= E-LynX =

Communication system

E-LynX is a product family of digital military radio equipment (software defined radios, SDR) from Telefunken Radio Communication Systems GmbH & Co. KG, the German subsidiary of the Israeli Elbit Group. The system is used by several forces like the Nederlandse krijgsmacht, the Swiss Army, the Indian Forces and other. Up from 2019, the Army of German Bundeswehr equipped its forces with E-LynX PNR 1000 in a portable and vehicle version.

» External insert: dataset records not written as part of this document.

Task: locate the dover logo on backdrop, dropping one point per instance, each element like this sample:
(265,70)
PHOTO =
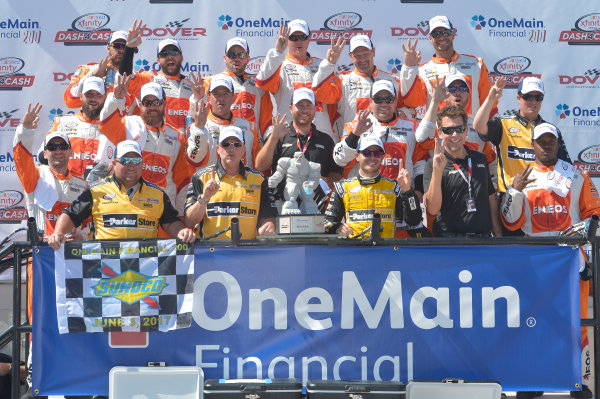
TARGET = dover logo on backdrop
(86,30)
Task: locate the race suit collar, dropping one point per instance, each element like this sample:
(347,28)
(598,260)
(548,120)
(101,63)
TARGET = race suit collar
(440,60)
(84,118)
(221,121)
(368,180)
(222,172)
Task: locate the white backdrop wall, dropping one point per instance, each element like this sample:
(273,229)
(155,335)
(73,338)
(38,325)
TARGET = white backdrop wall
(42,43)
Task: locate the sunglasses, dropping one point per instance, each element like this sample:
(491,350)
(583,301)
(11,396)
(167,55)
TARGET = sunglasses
(380,100)
(118,45)
(168,52)
(130,161)
(227,144)
(148,103)
(372,153)
(438,33)
(536,97)
(54,146)
(298,38)
(233,55)
(462,89)
(453,129)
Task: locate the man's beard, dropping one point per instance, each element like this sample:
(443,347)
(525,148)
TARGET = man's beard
(91,113)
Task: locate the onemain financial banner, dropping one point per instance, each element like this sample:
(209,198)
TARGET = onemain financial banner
(509,314)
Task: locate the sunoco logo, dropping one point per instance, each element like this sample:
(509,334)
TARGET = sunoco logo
(530,29)
(86,30)
(186,67)
(254,64)
(27,31)
(10,78)
(589,80)
(589,160)
(344,24)
(244,27)
(581,116)
(586,31)
(513,69)
(420,31)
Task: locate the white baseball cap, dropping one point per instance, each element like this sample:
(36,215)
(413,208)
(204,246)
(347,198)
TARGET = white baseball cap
(237,41)
(126,146)
(221,80)
(231,131)
(382,85)
(55,134)
(168,42)
(93,83)
(439,21)
(360,41)
(367,140)
(303,93)
(299,25)
(530,84)
(544,128)
(152,89)
(117,35)
(453,78)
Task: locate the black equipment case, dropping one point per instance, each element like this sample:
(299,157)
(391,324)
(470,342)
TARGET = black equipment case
(331,389)
(276,388)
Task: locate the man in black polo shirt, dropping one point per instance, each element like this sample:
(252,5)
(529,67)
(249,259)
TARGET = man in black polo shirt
(459,191)
(301,135)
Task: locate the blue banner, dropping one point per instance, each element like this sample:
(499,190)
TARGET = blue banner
(503,313)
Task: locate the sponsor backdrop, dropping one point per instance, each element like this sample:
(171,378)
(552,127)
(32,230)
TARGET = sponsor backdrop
(43,42)
(326,313)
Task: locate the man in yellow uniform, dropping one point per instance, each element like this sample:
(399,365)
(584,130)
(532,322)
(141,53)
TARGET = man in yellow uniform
(229,189)
(123,205)
(359,198)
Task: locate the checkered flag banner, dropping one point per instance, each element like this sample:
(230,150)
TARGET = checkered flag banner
(124,286)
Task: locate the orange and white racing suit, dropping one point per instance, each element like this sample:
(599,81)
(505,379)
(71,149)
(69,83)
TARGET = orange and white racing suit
(351,90)
(73,90)
(84,135)
(163,150)
(47,192)
(251,103)
(202,143)
(281,75)
(471,68)
(559,197)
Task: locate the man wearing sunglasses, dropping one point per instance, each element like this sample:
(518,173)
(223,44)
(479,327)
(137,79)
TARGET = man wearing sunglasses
(454,90)
(211,118)
(369,192)
(445,62)
(123,205)
(48,188)
(82,128)
(281,74)
(459,190)
(106,69)
(228,189)
(351,89)
(396,133)
(511,135)
(302,135)
(178,88)
(251,103)
(165,159)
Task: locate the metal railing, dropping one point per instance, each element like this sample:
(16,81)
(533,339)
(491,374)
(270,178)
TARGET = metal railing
(21,251)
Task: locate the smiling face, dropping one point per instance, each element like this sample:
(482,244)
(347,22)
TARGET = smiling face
(170,64)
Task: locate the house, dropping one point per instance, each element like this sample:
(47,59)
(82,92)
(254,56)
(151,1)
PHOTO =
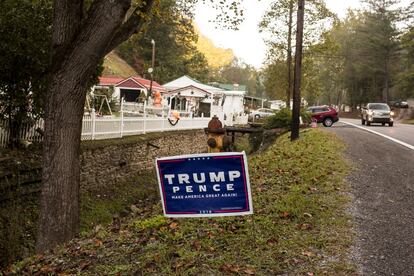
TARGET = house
(128,90)
(277,104)
(189,95)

The radio enables voice and data communication for a variety of application scenarios and units. The devices enable data, voice and video transmission at the same time. The system enables real-time positioning of one's own forces based on the integrated “Blue Force Tracking” capability. A multi-hop process is intended to significantly increase the range and to improve network agility and robustness and also reducing of latency.

== Users ==
Germany: The E-LynX devices are used by the Bundeswehr at troop, group, platoon and company level, as well as on board various combat vehicles such as the SPz PUMA. But the main SDR system will be SOVERON by R&S.

Israel: IDF communication equipment is based since decades on Elbit Technology and also introducing the E-Lynx System.is operating

Switzerland: Switzerland has selected Elbit E-Lynx to replace vehicular tactical radio equipment of the Swiss military up from 2020.